When the pandemic came, the threesome decamped to a rented house in Salt Point, N.Y., where Mr. Barasch had plenty of time to think. “I was really wrestling with, if one of us got sick and died, what would happen to Rigsby,” Mr. Barasch said. “I also thought, if I died, my only regret would be not marrying Robbie.”
During a walk on March 19, 2020, it was his turn to propose. Mr. Hammond, who had tested the limits of Mr. Barasch’s love so many times, was elated. He said yes.
On July 20, 2021, Mr. Hammond and Mr. Barasch were married under a giant oak tree at Mr. Hammond’s family farm in Blanco, Texas. The event, to which only a dozen relatives and two friends were invited, doubled as a reunion. Mr. Hammond hadn’t seen his mother, and his father, Hall Hammond, since before the pandemic. Mr. Barasch’s parents, Caryl Barasch and Dr. Gene Barasch, and sister, Sarah Barasch, flew in from Florida and New York.
Mr. Hammond’s brother, the Rev. Jeff Hammond, the rector at St. Barnabas Episcopal Church in Fredericksburg, Texas, officiated a short, traditional ceremony. Rigsby, who is now 3, was a ring bearer.
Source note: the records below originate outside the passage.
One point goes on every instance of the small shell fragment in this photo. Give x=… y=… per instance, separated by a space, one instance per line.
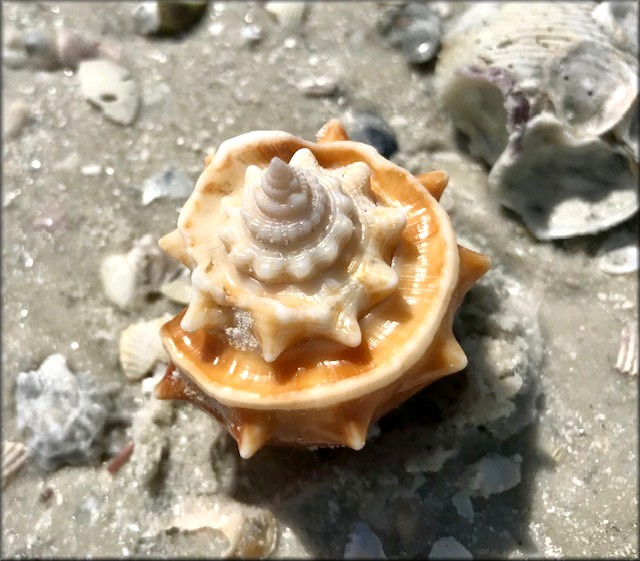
x=14 y=456
x=627 y=361
x=128 y=277
x=618 y=255
x=251 y=532
x=171 y=183
x=111 y=88
x=141 y=347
Both grooms wore linen shirts and light pants with boots. Mr. Barasch tucked a boutonniere of wildflowers into his front pant pocket; Mr. Hammond wore hand painted flowers trailing from his chest pocket.
Before they said their “I do’s,” Mr. Hammond’s 20-year-old nephew, Graham Hammond, read the poem “So Much Happiness” by Naomi Shihab Nye, a family friend from San Antonio. Under the shady oak tree, so much happiness was palpable.
On This Day
When July 20, 2021
Where Blanco, Texas
A Singing Matchmaker Before the ceremony, Mr. Hammond and Mr. Barasch introduced Ms. Bliss Birk, who serenaded them with “Can’t Help Falling in Love” on ukulele; she learned how to play the instrument for the occasion.
Texas Style After the ceremony, the wedding party gathered at the farmhouse for a barbecue lunch catered by the Old 300, a Blanco favorite. After eating and toasting, the group changed into bathing suits and took a dip in the Blanco River.